Alle due facciamo colazione, per la traversata oggi siamo in cinque cordate: noi due, due amici guide che vogliono farla in velocità prendendo il trenino, un’altra guida, Charles Dubouloz con una cliente e due ragazzi. Martin partirà alle 4 ma già la conosce bene avendola percorsa quattro volte in precedenza. Il glacier de Talefre è in buone condizioni ma comunque attraversarlo non è uno scherzo specie di notte. In breve il rischio di scivolata supera quello di finire in un crepaccio quindi accorcio parecchio la corda. Dopo aver preso quota salendo verso la Verte occorre scendere e traversare a lungo, è sufficientemente ripido da stare attenti. Arrivati al sistema di cenge alla base del gran Dru si continua a traversare ma su placche di roccia a tratti lisciate dall’acqua e da millenni di scariche. Alle 6 siamo al col des Flames da Pierre, la vista su quel che resta del pilastro Bonatti è impressionante. Le due guide sono andate a razzo e praticamente non le abbiamo nemmeno viste, Charles è tornato indietro dopo poco e i due ragazzi sono poco dietro. Per tutta la salita dovermi cercare il passaggio giusto sullo sperone mi richiede un po’ di ragionamento ma va bene così: avere sopra qualcuno che può far cadere sassi è peggio.

L’arrampicata e l’ambiente mi ricordano molto le torri della val Gabbiolo in Presanella: la roccia è compatta ma le cenge sono ingombre di detrito, i passaggi sono spesso fisici, brevi muretti, boulders intervallati da cenge. Non ci sono molti chiodi ma le tracce di passaggio non mancano, soprattutto consunti anelli di fettuccia che ricordano quando la normale del Petit Dru si percorreva come discesa preferenziale dalla vetta. Nei pressi della cengia di quarzo sicuramente sbaglio la via e per due tiri passiamo sulla destra, dove ci sono comunque dei chiodi. Ci riprendiamo a livello dell’omino di quarzo, un passaggio caratteristico. Qua e là c’e del verglas e neve ma nulla di trascendentale. A mezzogiorno poggiamo una mano sulla spalla della madonna di Lourdes che protegge la gente di Chamonix, pensare che è stata portata quassù in vari tentativi, l’ultimo nel 1919, in uno zaino e pesa circa 13 chili. “Bravo Giò, siamo nei tempi!”

Uno scorcio su quel che resta del pilastro Bonatti dalla breche du Flames da Pierre.

 

Due ore dopo siamo sul Gran Dru, vista di fronte la Z è abbastanza impressionante ma scalandola non è poi così difficile, una bella arrampicata. Come sempre sulla vetta non mi emoziono e non mi rilasso, anzi, siamo solo a metà.

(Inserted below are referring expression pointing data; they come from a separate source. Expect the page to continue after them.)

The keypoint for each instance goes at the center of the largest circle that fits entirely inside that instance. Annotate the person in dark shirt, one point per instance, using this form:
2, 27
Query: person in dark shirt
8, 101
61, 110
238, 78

Nel frattempo Martin e Pascal ci hanno raggiunto e gli cedo volentieri la pole position sulle calate, non è male scendere dietro a chi sa già dove andare.

Trovare la prima sosta di questa nuova linea di calate attrezzata nel 2021 non è immediato, bisogna scendere un’ottantina di metri lungo una crestina verso la Verte fino a traversare a destra su una spalla. Il primo ancoraggio a resinati è su un grande blocco ricco di cristalli bellissimi e le soste sono evidenziate da un piccolo catarinfrangente.

Scendere da qui ha senso solo perché sono le due di pomeriggio di una giornata dal meteo perfetto, in una catena montuosa dove si dispone del miglior soccorso alpino del mondo. Ad ora tarda o con meteo incerto scenderei sicuramente dalla vecchia normale del Gran Dru. Sarebbe una discesa più lenta e macchinosa ma più conservativa. Le nostre prime 5 o 6 doppie sono completamente fuori linee di salita, in piena parete e spesso su soste appese nel vuoto. In qualunque momento se si incastra o perde una corda si torna a casa solo in elicottero.

Nella parte bassa prendiamo la linea di calate a sinistra faccia a valle, arrivando prima sul ghiacciaio che non si rivela ne ripido ne difficile, ma perché la neve è molle. Se fosse gelata con l’attrezzatura leggera che abbiamo non sarebbe uno scherzo.

Arriviamo perfettamente per cena alle 18.30 al rifugio, molto contenti. Gran bella scalata, forse la più intrigante dell’estate. Vediamo come va avanti.